1001Philosophers

Cornelius Castoriadis 1922 – 1997

Cornelius Castoriadis (1922 – 1997) was a Greek-French philosopher of the Contemporary era, associated with Marxism and Continental Philosophy.

Cornelius Castoriadis was a Greek-French philosopher, psychoanalyst, and political theorist. A founding figure of the heterodox Marxist group Socialisme ou Barbarie in post-war Paris, he broke with Marxism in the 1960s while retaining a radical commitment to the project of human self-government. His Imaginary Institution of Society argued that human beings inhabit a world of their own instituting through what he called the social imaginary, and that political autonomy is the project of consciously assuming and remaking that institution. He spent his final decades teaching at the Ecole des Hautes Etudes en Sciences Sociales.

Cornelius Castoriadis was born in 1922 at Constantinople and grew up in Athens, where he studied law, economics, and philosophy at the University of Athens during the Axis occupation. A clandestine Trotskyist in the Greek Communist underground, he sailed for Paris in late 1945 to escape the Greek Civil War. He worked as an economist for the OECD until 1970 and was naturalized as a French citizen the same year.

With Claude Lefort he founded in 1948 the journal Socialisme ou Barbarie and the political group of the same name, which over the 1950s broke with Trotskyism and with Marxism altogether and developed an analysis of bureaucratic capitalism East and West. From 1979 he was a directeur d'etudes at the EHESS in Paris. His major works include The Imaginary Institution of Society (1975), the six volumes of the Crossroads in the Labyrinth essays, and the posthumously published seminars on the philosophical creation of Greek and modern democracy.

Castoriadis argued that society institutes itself through the social imaginary — significations not derivable from any logic of being — and that the project of autonomy, born in classical Athens and modern revolution, is the deliberate self-instituting of society and self by those subject to its laws. His thought has shaped contemporary social theory, political philosophy, and the study of democracy. He died in Paris in December 1997.

Key facts

Nationality
Greek-French
Era
Contemporary
Movements
Marxism, Continental Philosophy

Selected quotes

  • Attributed to Cornelius Castoriadis:

    “Society is self-instituted; it is not given by nature, by God, or by history.”

  • Attributed to Cornelius Castoriadis:

    “Autonomy is the project of consciously giving ourselves our own laws.”

  • Attributed to Cornelius Castoriadis:

    “The radical imagination is the deepest source of human creativity.”

  • Attributed to Cornelius Castoriadis:

    “We are responsible for what we make of the world we share.”

  • Attributed to Cornelius Castoriadis:

    “The crisis of the West is the crisis of imagination as much as of institutions.”

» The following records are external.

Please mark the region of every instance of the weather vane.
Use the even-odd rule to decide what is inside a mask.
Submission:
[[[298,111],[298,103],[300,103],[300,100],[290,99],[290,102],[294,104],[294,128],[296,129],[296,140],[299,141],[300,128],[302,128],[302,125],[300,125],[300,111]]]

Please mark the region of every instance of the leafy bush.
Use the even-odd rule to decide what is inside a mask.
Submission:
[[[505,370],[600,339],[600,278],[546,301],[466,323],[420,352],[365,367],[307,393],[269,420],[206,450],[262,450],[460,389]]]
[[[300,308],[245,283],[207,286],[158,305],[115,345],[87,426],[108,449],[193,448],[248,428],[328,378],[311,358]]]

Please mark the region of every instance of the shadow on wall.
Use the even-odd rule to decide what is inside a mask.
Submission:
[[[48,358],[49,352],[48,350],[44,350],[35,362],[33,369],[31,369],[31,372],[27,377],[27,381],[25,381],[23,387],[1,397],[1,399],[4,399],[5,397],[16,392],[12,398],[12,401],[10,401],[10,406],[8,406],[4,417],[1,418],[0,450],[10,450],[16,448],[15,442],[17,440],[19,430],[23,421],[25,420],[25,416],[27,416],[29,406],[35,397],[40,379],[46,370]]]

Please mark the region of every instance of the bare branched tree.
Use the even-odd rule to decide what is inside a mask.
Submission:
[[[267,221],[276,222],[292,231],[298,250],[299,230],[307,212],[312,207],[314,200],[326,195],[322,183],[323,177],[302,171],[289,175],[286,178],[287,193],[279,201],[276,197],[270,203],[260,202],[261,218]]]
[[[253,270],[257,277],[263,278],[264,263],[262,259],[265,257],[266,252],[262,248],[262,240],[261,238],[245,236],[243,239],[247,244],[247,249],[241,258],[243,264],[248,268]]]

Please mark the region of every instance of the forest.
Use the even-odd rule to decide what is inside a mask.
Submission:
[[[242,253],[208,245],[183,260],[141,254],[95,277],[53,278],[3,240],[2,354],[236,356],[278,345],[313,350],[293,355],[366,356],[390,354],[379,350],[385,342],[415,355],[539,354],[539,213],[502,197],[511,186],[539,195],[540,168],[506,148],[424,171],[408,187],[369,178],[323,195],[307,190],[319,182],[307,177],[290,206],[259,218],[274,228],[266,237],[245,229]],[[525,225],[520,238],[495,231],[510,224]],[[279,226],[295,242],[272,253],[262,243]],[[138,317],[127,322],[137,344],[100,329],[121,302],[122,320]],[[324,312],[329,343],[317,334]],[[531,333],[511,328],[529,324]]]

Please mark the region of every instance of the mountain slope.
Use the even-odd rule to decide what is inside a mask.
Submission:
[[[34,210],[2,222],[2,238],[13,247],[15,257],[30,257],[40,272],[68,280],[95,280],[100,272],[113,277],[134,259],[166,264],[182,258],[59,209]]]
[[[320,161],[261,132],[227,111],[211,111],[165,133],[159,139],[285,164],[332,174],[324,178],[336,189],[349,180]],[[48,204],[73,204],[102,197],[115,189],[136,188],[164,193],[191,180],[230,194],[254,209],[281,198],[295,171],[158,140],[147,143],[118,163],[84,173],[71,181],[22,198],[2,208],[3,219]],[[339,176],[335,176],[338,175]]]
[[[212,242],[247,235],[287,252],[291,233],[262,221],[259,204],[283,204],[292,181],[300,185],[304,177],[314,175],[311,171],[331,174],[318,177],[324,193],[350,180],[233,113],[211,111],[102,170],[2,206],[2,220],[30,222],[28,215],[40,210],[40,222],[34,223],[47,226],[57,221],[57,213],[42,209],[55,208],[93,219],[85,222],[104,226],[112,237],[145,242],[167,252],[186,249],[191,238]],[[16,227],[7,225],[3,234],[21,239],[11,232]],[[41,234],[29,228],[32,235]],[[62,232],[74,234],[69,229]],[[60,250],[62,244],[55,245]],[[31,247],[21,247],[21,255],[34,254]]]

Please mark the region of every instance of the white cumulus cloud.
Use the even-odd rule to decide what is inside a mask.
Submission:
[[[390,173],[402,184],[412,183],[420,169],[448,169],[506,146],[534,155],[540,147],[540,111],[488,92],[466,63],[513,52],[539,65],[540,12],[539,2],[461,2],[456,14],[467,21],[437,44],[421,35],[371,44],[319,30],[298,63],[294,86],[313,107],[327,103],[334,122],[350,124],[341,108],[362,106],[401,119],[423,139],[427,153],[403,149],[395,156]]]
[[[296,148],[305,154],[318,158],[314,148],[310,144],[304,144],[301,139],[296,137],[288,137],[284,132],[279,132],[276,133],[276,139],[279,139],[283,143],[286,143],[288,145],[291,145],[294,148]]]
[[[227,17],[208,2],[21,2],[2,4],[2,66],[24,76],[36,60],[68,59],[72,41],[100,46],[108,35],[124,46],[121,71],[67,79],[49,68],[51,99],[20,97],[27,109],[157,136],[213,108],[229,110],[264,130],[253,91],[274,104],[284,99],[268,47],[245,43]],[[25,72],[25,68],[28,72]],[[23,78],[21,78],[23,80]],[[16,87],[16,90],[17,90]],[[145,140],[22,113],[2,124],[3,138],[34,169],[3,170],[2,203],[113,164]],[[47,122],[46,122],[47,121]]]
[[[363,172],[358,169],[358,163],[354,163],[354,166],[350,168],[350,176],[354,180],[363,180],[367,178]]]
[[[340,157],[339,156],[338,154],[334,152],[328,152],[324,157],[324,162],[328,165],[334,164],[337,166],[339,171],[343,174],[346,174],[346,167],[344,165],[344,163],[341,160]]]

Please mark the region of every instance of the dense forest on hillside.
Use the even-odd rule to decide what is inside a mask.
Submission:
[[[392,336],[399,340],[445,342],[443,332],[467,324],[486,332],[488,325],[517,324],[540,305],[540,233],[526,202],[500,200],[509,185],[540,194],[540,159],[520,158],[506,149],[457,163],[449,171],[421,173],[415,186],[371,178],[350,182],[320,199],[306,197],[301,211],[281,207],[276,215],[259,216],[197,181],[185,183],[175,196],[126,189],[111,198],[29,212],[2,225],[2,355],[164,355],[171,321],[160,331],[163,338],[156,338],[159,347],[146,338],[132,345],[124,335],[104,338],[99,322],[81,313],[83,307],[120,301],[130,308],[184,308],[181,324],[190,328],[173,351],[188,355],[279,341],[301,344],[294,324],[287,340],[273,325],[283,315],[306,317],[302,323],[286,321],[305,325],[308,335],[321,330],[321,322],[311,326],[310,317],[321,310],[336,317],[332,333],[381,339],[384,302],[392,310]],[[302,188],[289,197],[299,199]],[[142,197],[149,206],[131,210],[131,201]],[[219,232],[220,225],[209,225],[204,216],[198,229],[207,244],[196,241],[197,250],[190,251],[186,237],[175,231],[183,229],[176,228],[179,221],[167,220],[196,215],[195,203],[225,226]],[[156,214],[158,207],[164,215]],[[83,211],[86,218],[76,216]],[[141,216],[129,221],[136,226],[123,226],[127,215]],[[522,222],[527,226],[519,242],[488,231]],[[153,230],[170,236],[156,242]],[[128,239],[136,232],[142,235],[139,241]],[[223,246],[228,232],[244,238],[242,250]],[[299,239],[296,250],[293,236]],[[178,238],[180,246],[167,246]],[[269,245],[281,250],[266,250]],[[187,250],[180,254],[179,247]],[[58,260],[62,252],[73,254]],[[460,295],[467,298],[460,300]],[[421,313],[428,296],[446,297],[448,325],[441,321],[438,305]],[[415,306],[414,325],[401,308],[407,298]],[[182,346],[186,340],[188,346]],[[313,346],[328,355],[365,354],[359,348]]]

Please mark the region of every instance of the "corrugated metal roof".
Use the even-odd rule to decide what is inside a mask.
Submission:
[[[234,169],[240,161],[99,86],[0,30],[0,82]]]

Read all Cornelius Castoriadis quotes

Cornelius Castoriadis by topic

Frequently asked about Cornelius Castoriadis

When did Cornelius Castoriadis live?
Cornelius Castoriadis was born in 1922 and died in 1997.
Where was Cornelius Castoriadis from?
Cornelius Castoriadis was a Greek-French philosopher of the Contemporary era.
What philosophical movements is Cornelius Castoriadis associated with?
Cornelius Castoriadis was associated with Marxism and Continental Philosophy.
What was Cornelius Castoriadis known for?
Cornelius Castoriadis was a Greek-French philosopher, psychoanalyst, and political theorist.
How many quotes are attributed to Cornelius Castoriadis?
There are 15 attributed quotations from Cornelius Castoriadis in the 1001Philosophers collection, organized by topic.